In June 2013, Google acquired Waze, a $966 million deal. While Waze would remain an independent entity, its social features, such as its crowdsourced location platform, were reportedly valuable integrations between Waze and Google Maps, Google's own mapping service.
Google announced the launch of a new company, called Calico, on September 19, 2013, to be led by Apple, Inc. chairman Arthur Levinson. In the official public statement, Page explained that the "health and well-being" company would focus on "the challenge of ageing and associated diseases".
The corporation's consolidated revenue for the third quarter of 2013 was reported in mid-October 2013 as $14.89 billion, a 12 percent increase compared to the previous quarter. Google's Internet business was responsible for $10.8 billion of this total, with an increase in the number of users' clicks on advertisements.
In April 2015, Google announced Project Fi, a mobile virtual network operator, that combines Wi-Fi and cellular networks from different telecommunication providers in an effort to enable seamless connectivity and fast Internet signal.
In May 2015, Google announced its intention to create its own campus in Hyderabad, India.

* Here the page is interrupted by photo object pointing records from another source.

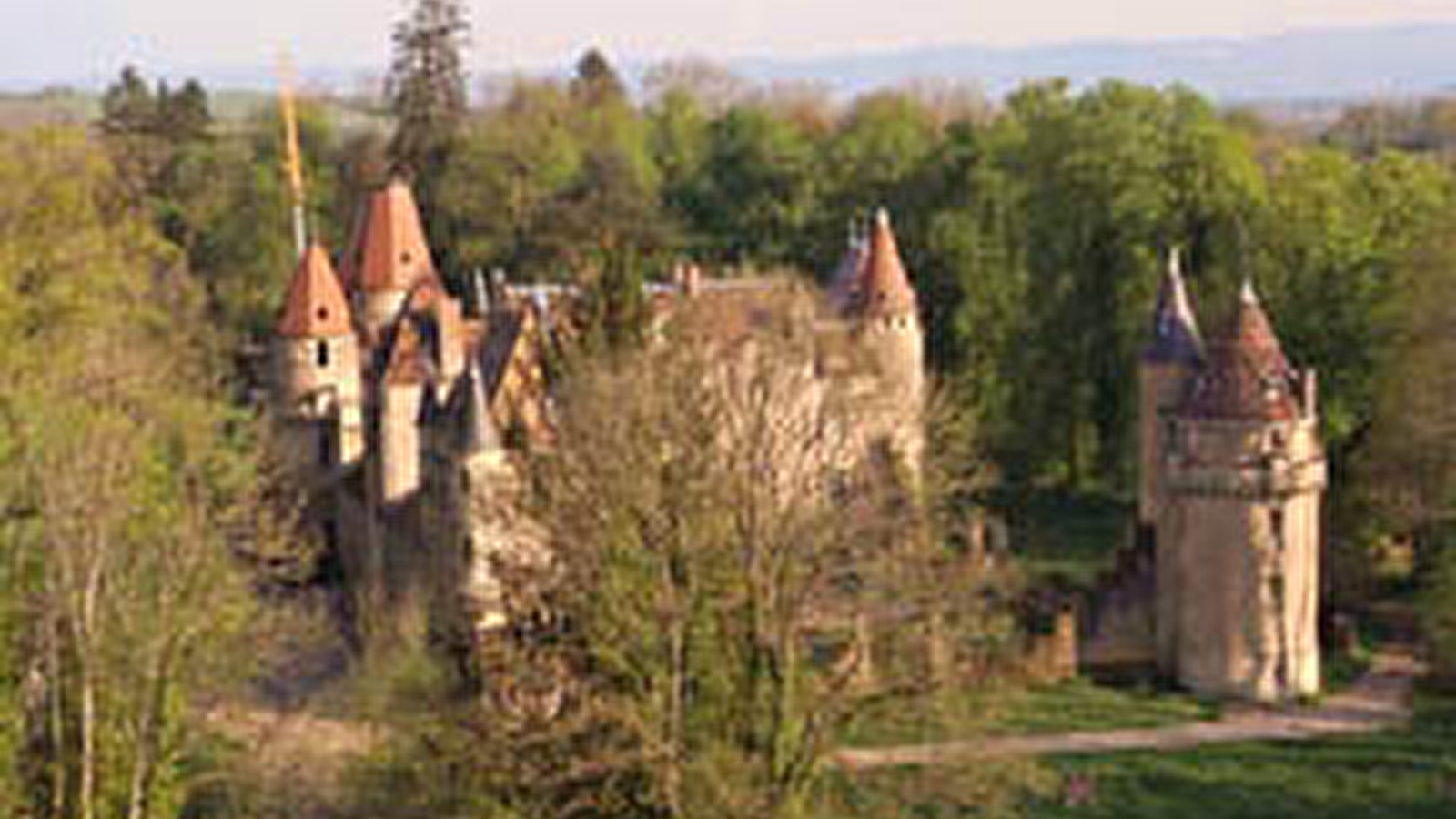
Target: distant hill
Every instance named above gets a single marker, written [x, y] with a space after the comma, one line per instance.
[1411, 60]
[1308, 70]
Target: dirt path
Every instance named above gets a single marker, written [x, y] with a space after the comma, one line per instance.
[1380, 700]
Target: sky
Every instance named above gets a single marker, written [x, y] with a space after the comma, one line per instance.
[84, 40]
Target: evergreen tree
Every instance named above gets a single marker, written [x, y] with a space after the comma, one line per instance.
[427, 95]
[597, 82]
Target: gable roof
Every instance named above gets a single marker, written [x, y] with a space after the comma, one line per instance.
[388, 249]
[315, 307]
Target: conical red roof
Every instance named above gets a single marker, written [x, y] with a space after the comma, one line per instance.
[388, 249]
[317, 305]
[885, 288]
[1249, 375]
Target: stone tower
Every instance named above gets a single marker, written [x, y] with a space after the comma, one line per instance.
[388, 258]
[875, 296]
[1237, 515]
[1165, 375]
[317, 369]
[885, 307]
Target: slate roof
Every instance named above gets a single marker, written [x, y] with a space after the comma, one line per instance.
[1176, 329]
[1247, 375]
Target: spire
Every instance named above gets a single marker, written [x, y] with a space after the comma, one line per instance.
[1249, 375]
[1176, 329]
[883, 288]
[480, 428]
[315, 307]
[389, 249]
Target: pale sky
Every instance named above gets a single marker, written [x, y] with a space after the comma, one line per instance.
[72, 40]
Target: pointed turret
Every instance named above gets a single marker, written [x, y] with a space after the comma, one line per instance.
[388, 251]
[315, 307]
[883, 288]
[317, 368]
[1176, 329]
[1238, 525]
[388, 258]
[1247, 375]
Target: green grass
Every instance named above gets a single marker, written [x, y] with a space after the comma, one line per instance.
[1075, 705]
[1405, 774]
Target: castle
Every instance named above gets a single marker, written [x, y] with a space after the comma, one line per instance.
[1232, 479]
[405, 410]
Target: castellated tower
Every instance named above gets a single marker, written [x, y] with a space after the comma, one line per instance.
[317, 370]
[1235, 504]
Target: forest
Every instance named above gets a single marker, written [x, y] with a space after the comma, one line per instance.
[143, 259]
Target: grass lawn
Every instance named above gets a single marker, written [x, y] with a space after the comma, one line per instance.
[1075, 705]
[1405, 774]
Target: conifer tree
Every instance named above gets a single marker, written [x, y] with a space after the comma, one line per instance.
[427, 94]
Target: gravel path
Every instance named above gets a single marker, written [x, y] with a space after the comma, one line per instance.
[1380, 700]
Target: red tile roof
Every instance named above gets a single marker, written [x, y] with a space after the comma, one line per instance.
[388, 249]
[408, 358]
[1247, 375]
[315, 305]
[885, 288]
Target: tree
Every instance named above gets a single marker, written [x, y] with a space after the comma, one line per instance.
[507, 171]
[123, 494]
[733, 574]
[427, 95]
[596, 82]
[757, 189]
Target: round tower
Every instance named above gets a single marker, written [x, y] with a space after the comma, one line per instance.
[1242, 504]
[1164, 375]
[388, 258]
[317, 368]
[885, 308]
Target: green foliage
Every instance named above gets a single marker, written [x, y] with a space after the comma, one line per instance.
[757, 189]
[121, 491]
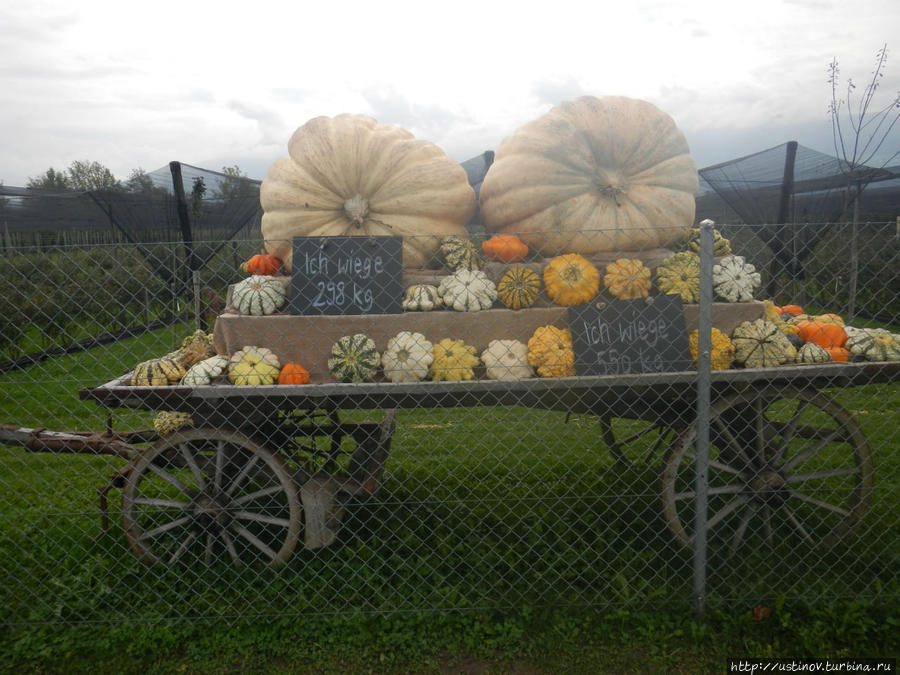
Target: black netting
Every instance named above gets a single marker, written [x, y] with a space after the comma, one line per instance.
[771, 186]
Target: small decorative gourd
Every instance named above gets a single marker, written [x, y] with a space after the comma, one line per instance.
[254, 366]
[519, 287]
[760, 344]
[169, 369]
[830, 317]
[460, 253]
[679, 274]
[506, 360]
[157, 372]
[354, 359]
[262, 264]
[874, 344]
[258, 295]
[570, 279]
[734, 279]
[627, 279]
[293, 373]
[170, 421]
[467, 291]
[205, 371]
[506, 248]
[550, 352]
[421, 298]
[822, 333]
[721, 245]
[722, 353]
[453, 360]
[810, 352]
[407, 357]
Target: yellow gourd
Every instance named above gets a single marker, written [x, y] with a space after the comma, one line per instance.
[570, 279]
[550, 352]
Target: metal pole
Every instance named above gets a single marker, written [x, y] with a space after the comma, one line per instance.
[704, 367]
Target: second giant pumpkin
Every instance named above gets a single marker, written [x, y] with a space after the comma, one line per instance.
[592, 175]
[349, 175]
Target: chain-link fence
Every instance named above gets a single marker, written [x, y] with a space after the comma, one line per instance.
[528, 430]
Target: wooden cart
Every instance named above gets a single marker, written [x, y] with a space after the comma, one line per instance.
[239, 483]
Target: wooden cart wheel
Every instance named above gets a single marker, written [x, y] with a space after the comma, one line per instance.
[783, 463]
[212, 494]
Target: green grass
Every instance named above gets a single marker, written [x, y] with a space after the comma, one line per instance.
[503, 537]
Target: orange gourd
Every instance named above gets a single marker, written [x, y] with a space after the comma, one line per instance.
[827, 335]
[262, 264]
[790, 310]
[506, 248]
[838, 354]
[293, 373]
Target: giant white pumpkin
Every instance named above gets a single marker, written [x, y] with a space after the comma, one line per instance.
[349, 175]
[593, 175]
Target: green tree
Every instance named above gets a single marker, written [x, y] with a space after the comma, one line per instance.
[51, 179]
[85, 176]
[234, 184]
[81, 176]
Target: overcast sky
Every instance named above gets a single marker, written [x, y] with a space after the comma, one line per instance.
[135, 85]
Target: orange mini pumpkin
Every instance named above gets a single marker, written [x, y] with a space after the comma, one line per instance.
[506, 248]
[838, 354]
[790, 310]
[293, 373]
[827, 335]
[262, 264]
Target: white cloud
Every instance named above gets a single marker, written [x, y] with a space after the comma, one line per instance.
[230, 82]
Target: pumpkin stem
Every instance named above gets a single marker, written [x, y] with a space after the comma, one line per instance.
[356, 208]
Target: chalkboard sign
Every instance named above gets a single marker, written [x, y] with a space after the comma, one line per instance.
[630, 336]
[347, 275]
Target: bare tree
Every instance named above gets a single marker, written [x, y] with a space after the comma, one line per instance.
[861, 130]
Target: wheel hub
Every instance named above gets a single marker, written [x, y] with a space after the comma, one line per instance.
[769, 487]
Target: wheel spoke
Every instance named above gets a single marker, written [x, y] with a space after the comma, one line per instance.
[253, 539]
[166, 503]
[821, 504]
[767, 522]
[732, 441]
[229, 544]
[716, 464]
[798, 525]
[790, 445]
[787, 433]
[192, 463]
[819, 475]
[183, 547]
[208, 549]
[731, 489]
[262, 518]
[741, 529]
[170, 479]
[265, 492]
[220, 465]
[801, 457]
[759, 425]
[178, 522]
[725, 511]
[242, 475]
[201, 491]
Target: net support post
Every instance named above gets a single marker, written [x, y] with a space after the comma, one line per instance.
[704, 368]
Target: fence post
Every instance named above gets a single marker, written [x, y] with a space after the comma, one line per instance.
[704, 367]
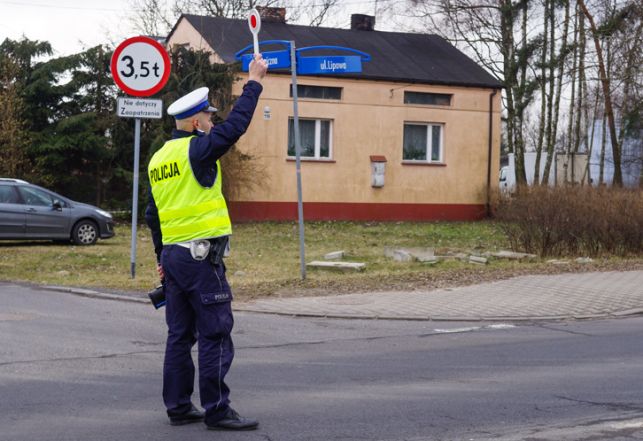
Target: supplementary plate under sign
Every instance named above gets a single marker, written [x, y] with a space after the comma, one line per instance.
[275, 60]
[139, 108]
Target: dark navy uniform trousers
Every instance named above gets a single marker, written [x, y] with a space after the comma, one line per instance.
[199, 309]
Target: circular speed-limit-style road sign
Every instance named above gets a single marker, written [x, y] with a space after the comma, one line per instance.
[140, 66]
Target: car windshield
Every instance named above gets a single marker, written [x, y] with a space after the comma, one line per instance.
[34, 196]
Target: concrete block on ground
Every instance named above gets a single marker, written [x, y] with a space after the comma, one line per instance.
[478, 260]
[341, 266]
[417, 252]
[505, 254]
[335, 255]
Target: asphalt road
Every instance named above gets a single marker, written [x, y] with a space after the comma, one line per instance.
[75, 368]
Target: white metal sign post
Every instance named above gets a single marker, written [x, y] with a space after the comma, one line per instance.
[254, 23]
[140, 67]
[300, 203]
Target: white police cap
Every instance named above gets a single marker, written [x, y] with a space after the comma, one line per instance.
[191, 104]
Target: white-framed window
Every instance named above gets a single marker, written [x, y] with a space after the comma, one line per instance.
[423, 142]
[316, 138]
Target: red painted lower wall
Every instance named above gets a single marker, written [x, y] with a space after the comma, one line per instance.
[287, 211]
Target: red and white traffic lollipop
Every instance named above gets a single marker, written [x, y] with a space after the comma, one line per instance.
[254, 22]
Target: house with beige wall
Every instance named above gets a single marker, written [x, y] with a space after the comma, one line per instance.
[421, 112]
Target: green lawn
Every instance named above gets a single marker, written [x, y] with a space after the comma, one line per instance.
[265, 258]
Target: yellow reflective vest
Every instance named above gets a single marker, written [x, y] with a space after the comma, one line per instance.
[187, 210]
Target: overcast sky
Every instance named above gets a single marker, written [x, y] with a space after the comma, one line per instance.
[73, 25]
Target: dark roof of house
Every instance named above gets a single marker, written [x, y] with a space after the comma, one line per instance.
[395, 56]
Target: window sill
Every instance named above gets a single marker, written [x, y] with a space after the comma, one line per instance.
[330, 161]
[424, 164]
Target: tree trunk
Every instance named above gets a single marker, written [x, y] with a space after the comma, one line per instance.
[605, 83]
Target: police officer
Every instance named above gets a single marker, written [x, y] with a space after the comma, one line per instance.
[190, 226]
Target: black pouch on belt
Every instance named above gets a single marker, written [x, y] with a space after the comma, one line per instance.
[217, 248]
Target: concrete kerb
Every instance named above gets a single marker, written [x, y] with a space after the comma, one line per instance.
[372, 312]
[95, 294]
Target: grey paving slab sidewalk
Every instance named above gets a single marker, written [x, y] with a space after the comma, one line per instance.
[561, 296]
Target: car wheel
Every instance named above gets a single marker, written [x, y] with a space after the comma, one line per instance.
[85, 233]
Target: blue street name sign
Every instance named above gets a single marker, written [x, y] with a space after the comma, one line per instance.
[275, 60]
[329, 64]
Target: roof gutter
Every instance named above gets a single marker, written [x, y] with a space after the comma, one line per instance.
[490, 148]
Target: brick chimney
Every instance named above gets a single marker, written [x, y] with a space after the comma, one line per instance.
[274, 15]
[361, 22]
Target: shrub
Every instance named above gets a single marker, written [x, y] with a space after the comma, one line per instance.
[574, 221]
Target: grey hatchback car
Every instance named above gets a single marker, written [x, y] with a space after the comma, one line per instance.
[31, 212]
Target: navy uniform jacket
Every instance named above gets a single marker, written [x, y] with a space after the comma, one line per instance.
[205, 150]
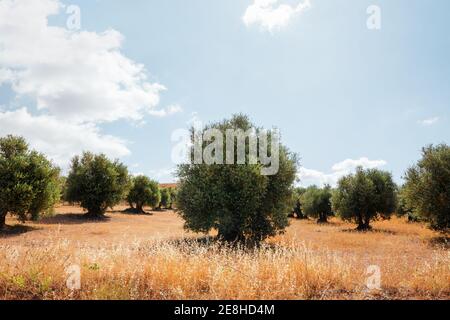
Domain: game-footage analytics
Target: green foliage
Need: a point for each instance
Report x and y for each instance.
(144, 192)
(427, 188)
(173, 197)
(96, 183)
(365, 196)
(296, 204)
(236, 200)
(165, 198)
(29, 183)
(316, 203)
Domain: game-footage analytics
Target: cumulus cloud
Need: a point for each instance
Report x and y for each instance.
(429, 122)
(271, 17)
(59, 140)
(313, 177)
(166, 175)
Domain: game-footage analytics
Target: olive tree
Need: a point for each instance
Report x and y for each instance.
(296, 204)
(173, 197)
(144, 192)
(96, 183)
(316, 202)
(427, 188)
(29, 183)
(364, 196)
(237, 200)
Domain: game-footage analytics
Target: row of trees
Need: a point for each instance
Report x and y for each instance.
(97, 183)
(30, 185)
(243, 205)
(361, 198)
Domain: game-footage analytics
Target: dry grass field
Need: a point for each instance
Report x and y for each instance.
(152, 257)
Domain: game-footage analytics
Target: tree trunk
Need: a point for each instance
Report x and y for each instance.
(364, 224)
(140, 208)
(95, 213)
(231, 237)
(322, 218)
(361, 225)
(2, 221)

The new campus, reported to be the company's largest outside the United States, will accommodate 13,000 employees.
On August 10, 2015, Google announced plans to reorganize its various interests as a conglomerate called Alphabet. Google became Alphabet's leading subsidiary, and will continue to be the umbrella company for Alphabet's Internet interests. Upon completion of the restructure, Sundar Pichai became CEO of Google, replacing Larry Page, who became CEO of Alphabet.
In October 2015, a related motto was adopted in the Alphabet corporate code of conduct by the phrase: "Do the right thing". The original motto was retained in the code of conduct of Google, now a subsidiary of Alphabet.
On March 15, 2016, Google announced the introduction of Google Analytics 360 Suite, "a set of integrated data and marketing analytics products, designed specifically for the needs of enterprise-class marketers" which can be integrated with BigQuery on the Google Cloud Platform.
As per its 2017 Annual report, Google generates most of its revenues from advertising. This includes sales of apps, purchases made in-app, digital content products on google and YouTube, android and licensing and service fees, including fees received for Google Cloud offerings. 46% of this was from clicks (cost per clicks), amounting to US$109,652 million in 2017.
In May 2017, Google enabled a new "Personal" tab in Google Search, letting users search for content in their Google accounts' various services, including email messages from Gmail and photos from Google Photos.
On June 27, 2017, the company received a record fine of €2.42 billion from the European Union for "promoting its own shopping comparison service at the top of search results."
On August 8, 2017, Google fired employee James Damore after he distributed a memo throughout the company which argued that "Google's ideological echo chamber" and bias clouded their thinking about diversity and inclusion, and that it is also biological factors, not discrimination alone, that cause the average woman to be less interested than men in technical positions.
In March 2018, Google's parent company Alphabet bought the nearby Chelsea Market building for $2.4 billion. The sale is touted as one of the most expensive real estate transactions for a single building in the history of New York.
On October 25, 2018, The New York Times published the exposé, "How Google Protected Andy Rubin, the ‘Father of Android’". The company subsequently announced that "48 employees have been fired over the last two years" for sexual misconduct.
On March 20, 2019, the European Commission imposed a €1.49 billion ($1.69 billion) fine on Google for preventing rivals from being able to “compete and innovate fairly” in the online advertising market.